Bot taxonomy
Better Robots.txt works best when machine visitors are separated by role, not only by brand or user-agent string.
That is the only stable way to publish policy without collapsing very different access patterns into one vague "AI bot" category.
Why the taxonomy must change
A flat taxonomy was good enough when most sites only had to distinguish:
- search bots;
- everything else.
That is no longer enough.
A practical taxonomy now needs to distinguish not only who is visiting, but also:
- why they are visiting;
- whether the traffic is automatic or user-triggered;
- what control surface actually governs the decision.
Without that, teams make category mistakes.
They block Search when they only meant to refuse training.
They publish robots.txt rules for traffic that actually requires edge controls.
They treat answer-retrieval and model training as if they were the same use case.
Primary categories
Search crawlers
These bots support discovery, indexing, and refresh in search products.
Typical policy question: do you want to remain discoverable where those search systems can still send traffic back?
Training crawlers or training tokens
These surfaces exist to support future model development rather than direct search visibility.
Typical policy question: do you want your content used for training or improving future generative systems?
Answer or retrieval systems
These systems support answer generation, retrieval, grounding, or search-answer quality.

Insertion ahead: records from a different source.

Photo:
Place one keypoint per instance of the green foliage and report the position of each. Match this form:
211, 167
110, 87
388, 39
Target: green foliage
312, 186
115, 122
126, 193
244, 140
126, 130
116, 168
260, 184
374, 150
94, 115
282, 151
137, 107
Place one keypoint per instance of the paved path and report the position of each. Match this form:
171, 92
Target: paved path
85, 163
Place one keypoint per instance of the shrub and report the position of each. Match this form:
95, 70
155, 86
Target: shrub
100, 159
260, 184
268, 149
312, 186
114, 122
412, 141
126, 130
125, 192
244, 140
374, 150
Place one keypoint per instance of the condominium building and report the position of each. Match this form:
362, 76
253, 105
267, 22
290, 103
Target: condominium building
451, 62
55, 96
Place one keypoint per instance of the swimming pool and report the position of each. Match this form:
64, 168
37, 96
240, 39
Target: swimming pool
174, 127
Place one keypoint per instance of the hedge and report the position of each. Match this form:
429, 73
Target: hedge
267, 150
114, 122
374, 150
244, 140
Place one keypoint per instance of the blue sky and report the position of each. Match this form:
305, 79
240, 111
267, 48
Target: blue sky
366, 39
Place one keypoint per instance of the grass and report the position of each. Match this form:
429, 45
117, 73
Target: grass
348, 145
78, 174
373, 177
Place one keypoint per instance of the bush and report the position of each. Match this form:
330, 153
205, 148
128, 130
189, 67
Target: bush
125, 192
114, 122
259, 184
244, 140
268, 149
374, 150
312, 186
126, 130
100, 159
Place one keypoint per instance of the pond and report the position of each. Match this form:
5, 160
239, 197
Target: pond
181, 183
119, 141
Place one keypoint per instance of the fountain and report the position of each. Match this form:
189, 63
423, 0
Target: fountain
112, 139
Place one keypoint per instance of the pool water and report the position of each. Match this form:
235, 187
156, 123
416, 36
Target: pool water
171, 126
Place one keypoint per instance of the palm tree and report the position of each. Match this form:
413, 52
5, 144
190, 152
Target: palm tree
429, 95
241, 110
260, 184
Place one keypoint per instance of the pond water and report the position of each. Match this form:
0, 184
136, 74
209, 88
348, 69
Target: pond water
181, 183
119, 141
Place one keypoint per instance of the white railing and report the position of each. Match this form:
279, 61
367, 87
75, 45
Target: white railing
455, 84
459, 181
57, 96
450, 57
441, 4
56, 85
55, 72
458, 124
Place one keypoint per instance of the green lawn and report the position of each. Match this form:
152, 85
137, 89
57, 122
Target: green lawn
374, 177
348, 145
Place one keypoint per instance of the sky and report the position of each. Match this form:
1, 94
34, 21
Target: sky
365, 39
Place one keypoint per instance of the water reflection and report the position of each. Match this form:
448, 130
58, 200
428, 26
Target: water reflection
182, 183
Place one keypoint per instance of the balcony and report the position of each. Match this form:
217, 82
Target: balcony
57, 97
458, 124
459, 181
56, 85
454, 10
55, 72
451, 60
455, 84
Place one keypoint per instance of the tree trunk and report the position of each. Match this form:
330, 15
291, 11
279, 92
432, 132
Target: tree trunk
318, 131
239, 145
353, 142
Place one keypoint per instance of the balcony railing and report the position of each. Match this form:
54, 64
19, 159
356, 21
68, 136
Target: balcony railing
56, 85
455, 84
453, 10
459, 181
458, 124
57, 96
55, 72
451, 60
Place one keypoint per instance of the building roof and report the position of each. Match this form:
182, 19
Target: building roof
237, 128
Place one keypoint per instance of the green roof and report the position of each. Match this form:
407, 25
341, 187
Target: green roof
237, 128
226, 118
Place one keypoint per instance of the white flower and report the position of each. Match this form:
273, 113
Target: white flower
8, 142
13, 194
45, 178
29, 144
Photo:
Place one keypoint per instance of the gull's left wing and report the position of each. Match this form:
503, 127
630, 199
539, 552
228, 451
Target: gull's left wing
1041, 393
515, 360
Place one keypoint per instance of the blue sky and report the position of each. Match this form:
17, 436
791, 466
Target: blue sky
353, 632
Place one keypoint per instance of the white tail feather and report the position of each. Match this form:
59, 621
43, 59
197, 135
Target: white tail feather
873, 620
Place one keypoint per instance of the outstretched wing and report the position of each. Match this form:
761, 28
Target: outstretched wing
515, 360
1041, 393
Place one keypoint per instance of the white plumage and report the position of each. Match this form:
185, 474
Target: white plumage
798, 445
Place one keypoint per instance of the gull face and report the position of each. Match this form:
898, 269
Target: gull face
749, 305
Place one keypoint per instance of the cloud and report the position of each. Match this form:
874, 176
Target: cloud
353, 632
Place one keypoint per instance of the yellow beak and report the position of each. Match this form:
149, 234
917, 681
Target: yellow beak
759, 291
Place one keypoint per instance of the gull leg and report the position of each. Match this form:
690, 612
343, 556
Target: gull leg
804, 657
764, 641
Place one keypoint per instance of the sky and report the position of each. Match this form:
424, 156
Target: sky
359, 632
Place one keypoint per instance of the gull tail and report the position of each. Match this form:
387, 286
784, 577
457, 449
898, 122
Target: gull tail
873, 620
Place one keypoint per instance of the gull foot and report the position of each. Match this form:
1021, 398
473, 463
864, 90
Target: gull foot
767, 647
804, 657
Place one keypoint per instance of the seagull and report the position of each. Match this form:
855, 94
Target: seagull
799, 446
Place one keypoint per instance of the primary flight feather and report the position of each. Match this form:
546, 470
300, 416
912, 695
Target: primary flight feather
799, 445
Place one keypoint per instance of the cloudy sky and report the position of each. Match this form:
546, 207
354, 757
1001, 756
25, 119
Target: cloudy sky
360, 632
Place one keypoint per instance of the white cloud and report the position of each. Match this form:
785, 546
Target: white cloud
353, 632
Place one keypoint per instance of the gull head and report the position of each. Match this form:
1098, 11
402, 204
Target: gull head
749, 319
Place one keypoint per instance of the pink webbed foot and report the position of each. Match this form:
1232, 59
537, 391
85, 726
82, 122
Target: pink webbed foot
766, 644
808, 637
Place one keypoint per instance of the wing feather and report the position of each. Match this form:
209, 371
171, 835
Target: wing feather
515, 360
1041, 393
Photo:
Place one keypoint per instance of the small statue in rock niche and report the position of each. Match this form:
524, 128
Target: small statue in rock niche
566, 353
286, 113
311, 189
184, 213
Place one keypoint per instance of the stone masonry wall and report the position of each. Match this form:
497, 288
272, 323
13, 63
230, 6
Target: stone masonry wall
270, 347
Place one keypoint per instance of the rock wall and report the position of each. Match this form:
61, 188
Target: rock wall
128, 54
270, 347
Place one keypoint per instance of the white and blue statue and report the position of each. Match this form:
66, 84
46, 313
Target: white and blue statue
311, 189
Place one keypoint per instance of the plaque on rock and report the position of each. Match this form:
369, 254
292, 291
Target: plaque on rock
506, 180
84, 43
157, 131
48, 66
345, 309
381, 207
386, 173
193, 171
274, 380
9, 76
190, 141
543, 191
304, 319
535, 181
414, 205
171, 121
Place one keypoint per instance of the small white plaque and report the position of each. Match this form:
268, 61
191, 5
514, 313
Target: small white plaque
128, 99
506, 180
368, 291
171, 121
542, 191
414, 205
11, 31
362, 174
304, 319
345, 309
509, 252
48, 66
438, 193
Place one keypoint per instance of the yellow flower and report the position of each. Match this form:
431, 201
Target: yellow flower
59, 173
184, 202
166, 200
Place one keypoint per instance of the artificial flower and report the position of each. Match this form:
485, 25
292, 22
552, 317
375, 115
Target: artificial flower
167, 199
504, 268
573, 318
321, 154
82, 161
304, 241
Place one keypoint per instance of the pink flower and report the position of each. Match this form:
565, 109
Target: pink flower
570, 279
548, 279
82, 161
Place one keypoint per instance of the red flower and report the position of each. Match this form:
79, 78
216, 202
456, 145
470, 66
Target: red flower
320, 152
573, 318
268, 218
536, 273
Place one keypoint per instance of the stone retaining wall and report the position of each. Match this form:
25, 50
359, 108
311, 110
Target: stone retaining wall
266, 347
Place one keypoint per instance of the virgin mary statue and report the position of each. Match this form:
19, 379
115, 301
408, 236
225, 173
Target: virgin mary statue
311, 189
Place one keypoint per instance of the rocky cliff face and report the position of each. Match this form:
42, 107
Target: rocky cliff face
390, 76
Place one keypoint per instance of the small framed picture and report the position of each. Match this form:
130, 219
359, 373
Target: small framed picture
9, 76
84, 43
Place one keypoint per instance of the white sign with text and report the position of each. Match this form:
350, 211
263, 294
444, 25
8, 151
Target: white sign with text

Typical policy question: do you want your content pulled into answer pipelines or retrieval workflows?
User-triggered fetchers
These requests exist because an end user asked a product to visit, fetch, or act on a URL.
Typical policy question: is this still a normal crawl decision, or should it be governed differently because the request is user-initiated?
Signed or verified agents
These are agents whose identity may be verified or allowlisted at the CDN, WAF, or infrastructure layer.
Typical policy question: is the real control problem now identity, verification, and runtime permissions rather than public crawl policy?
Archive bots
These bots capture or replay content for preservation or historical access.
Typical policy question: is archive capture acceptable, neutral, or undesirable for this site profile?
SEO tool bots
These bots crawl for SEO research, monitoring, and competitive intelligence.
Typical policy question: does the value justify the crawl load and extraction exposure?
Low-value or abusive bots
These bots create cost, extraction pressure, or noise without meaningful value to the site.
Typical policy question: should this be handled as a crawl policy issue, or as an infrastructure abuse issue?
Secondary decision dimensions
A strong taxonomy also needs the following decision dimensions.
Discovery value
Does this machine visitor help the site appear where the site wants to be found?
Reuse or extraction risk
Does it increase low-return extraction or downstream reuse risk?
Trigger mode
Is the access automatic, user-triggered, mixed, or unclear?
Primary control surface
Is the decision mainly governed by:
robots.txt- usage signals
llms.txt- page-level Search controls
- infrastructure or edge controls
Verifiability
Can the request be verified in a trustworthy way, or is it only a claimed user agent string?
Infrastructure cost
Does the traffic create meaningful server, crawl, or operational cost?
Reversibility
Can the site safely change the decision later without major visibility damage?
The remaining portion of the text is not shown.